Staff WriterJanuary 27, 2004 

[Originally published Nov. 16, 2002]

"Location, location, location!" That mantra may be the province of real estate agents, but it could just as well serve as the official IMAX sales pitch.

Consider the beginning of "Mysteries of Egypt." An aerial shot exposes an impossibly panoramic view that fills every inch of the giant IMAX screen. The mighty Nile River surges below, bordered on both sides by rugged, rocky mountains. As the camera swoops and soars over the world's longest river, we swoop and soar with it. When the camera, hurtling forward, momentarily tilts, it's enough to induce a heart-stopping sense of vertigo. And just for a second, we forget that we're sitting in a movie theater in Raleigh.

We are there.

Or rather, the Nile is here. Most of us will never get to Egypt in our lifetimes, and even if we did, we wouldn't see it from this thrilling vantage point. The IMAX technology is ideally suited to bringing such far-flung locations to us. "Mysteries of Egypt" delivers in a big, visceral way.

So does "The Greatest Places," the other film that Exploris has chosen to open the Triangle's first IMAX theater. Both films will stay at Exploris for several months after tonight's grand opening celebration, giving you plenty of time to immerse yourself in the Land of the Pharaohs, or the seven geographical wonders surveyed in "The Greatest Places."

"Mysteries of Egypt," produced by National Geographic, is the more instructional of the two films. It hops from topic to topic a bit carelessly, and the information it conveys is elementary stuff. The dramatizations of archaeologist Howard Carter's search for King Tutankhamen's tomb, and the re-enactments of certain aspects of ancient Egyptian civilization, may strike adults as cheesy.

But schoolchildren who have gazed with wonder at pictures of the pyramids in books will delight at seeing them on such a majestic scale. And kids who have been fascinated by the story of King Tut will be enthralled by the film's depiction of mummification and the discovery of the treasures in Tut's tomb.

Our tour through the Egyptian empire, with its magnificent art and architecture, is guided by Omar Sharif, the 69-year-old native of Egypt and star of "Doctor Zhivago," "Lawrence of Arabia" and other movies. Sharif's urbane manner lends the film gravity and elegance, and the young actress Kate Maberly ("The Secret Garden"), who plays his curious granddaughter, is likable and charming. She peppers him with questions about mummies and curses, and while this narrative strategy isn't particularly imaginative, the film's visual grandeur is never less than breathtaking.

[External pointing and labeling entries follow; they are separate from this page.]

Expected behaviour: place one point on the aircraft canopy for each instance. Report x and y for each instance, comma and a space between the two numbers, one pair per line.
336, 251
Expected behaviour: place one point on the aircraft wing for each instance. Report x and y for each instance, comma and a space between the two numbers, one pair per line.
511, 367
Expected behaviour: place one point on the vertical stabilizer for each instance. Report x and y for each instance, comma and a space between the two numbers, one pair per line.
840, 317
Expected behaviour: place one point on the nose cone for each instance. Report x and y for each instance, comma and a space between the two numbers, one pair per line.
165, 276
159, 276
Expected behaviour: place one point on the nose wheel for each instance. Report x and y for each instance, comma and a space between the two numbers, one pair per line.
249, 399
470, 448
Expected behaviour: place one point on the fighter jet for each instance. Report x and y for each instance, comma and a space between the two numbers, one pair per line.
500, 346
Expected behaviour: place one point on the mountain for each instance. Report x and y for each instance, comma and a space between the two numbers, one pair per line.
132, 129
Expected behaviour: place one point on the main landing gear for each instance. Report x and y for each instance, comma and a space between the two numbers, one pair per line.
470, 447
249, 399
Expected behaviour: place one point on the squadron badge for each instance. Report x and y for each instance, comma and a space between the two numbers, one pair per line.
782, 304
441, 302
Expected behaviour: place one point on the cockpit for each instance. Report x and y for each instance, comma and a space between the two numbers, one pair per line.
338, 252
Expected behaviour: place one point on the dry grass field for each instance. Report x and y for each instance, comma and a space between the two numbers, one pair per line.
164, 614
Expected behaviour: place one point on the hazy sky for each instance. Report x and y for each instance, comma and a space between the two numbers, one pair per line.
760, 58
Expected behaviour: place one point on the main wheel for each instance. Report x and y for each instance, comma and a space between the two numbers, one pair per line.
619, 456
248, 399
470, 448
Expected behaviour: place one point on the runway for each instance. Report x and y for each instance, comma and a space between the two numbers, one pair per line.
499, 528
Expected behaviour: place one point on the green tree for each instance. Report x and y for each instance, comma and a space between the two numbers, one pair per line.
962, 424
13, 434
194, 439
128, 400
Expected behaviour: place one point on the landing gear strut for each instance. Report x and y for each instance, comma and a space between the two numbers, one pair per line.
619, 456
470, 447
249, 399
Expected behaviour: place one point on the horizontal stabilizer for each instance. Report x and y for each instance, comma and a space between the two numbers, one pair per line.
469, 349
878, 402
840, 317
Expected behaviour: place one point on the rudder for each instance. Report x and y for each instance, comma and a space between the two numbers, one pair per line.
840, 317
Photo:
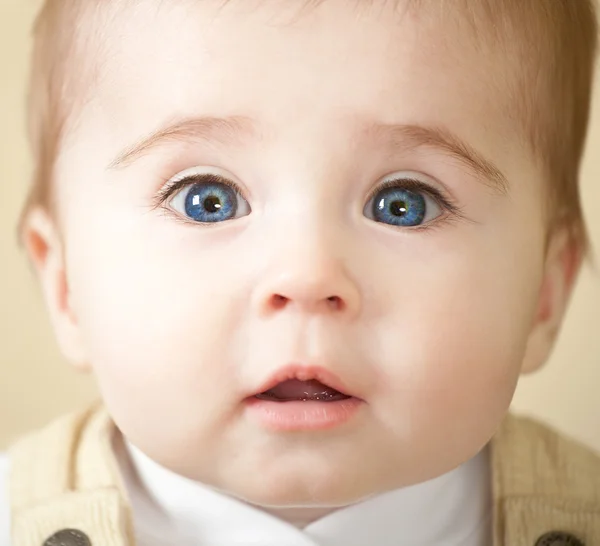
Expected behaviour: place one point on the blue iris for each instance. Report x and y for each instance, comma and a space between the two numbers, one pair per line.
399, 207
210, 202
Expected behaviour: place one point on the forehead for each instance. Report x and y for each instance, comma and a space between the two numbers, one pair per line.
333, 66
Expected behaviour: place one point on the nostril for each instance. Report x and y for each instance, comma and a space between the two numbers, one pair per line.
335, 302
279, 301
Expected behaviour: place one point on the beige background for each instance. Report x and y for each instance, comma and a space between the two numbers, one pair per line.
36, 385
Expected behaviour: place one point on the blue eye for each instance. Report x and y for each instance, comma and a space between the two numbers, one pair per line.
208, 198
402, 206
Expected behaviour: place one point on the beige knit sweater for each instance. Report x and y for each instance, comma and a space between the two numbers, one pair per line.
65, 484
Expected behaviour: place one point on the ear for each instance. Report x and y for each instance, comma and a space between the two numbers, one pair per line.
45, 249
563, 262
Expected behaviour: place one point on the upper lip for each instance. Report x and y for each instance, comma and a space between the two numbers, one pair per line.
304, 373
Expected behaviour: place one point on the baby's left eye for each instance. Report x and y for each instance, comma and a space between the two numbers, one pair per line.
403, 207
208, 198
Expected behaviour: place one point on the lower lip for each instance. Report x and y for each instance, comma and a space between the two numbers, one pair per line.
302, 415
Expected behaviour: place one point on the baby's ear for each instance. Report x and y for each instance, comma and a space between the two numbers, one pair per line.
45, 249
563, 262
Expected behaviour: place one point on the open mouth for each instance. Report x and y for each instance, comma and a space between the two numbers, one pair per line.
302, 398
295, 390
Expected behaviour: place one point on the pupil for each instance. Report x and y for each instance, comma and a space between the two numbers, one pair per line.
399, 208
212, 204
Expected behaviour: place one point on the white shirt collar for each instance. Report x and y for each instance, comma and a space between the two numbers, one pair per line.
451, 510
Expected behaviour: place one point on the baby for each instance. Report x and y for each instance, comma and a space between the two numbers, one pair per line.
307, 249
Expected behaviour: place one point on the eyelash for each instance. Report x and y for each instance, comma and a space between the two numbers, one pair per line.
452, 211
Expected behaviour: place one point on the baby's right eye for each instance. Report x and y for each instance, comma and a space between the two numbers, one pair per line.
207, 198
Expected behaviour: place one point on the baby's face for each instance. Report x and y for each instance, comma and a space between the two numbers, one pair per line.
339, 195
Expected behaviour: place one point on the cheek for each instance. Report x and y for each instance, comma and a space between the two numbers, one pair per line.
154, 314
457, 340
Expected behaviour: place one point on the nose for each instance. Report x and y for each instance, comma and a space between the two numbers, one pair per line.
310, 279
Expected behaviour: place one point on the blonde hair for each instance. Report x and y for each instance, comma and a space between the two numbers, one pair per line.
557, 41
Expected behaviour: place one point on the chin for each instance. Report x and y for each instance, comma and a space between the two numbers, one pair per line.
306, 489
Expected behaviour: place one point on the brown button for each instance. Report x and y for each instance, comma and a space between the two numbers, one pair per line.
68, 537
558, 538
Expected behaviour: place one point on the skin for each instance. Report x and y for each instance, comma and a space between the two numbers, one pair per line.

The same could be said for "The Greatest Places," a travelogue narrated by actor Avery Brooks that drops educational tidbits as it whisks us from one stunning location to the next. Essentially a glorified nature program with an ecological message, "The Greatest Places" lacks the breadth to fully explore each of the geographical wonders it visits, but it's safe to say that viewers young and old will be captivated by the vivid imagery.

We begin in Madagascar, the island off the eastern coast of Africa that is home to a remarkable variety of animal life. After a look at lemurs and a close-up of a chameleon's projectile tongue snaring an insect, the film moves to the Chang Tang Plateau in Tibet, where the temperature can drop 80 degrees over the course of a day. This sequence features a colorful ceremony that includes musicians playing what sounds like the Tibetan version of Ornette Coleman's "Free Jazz."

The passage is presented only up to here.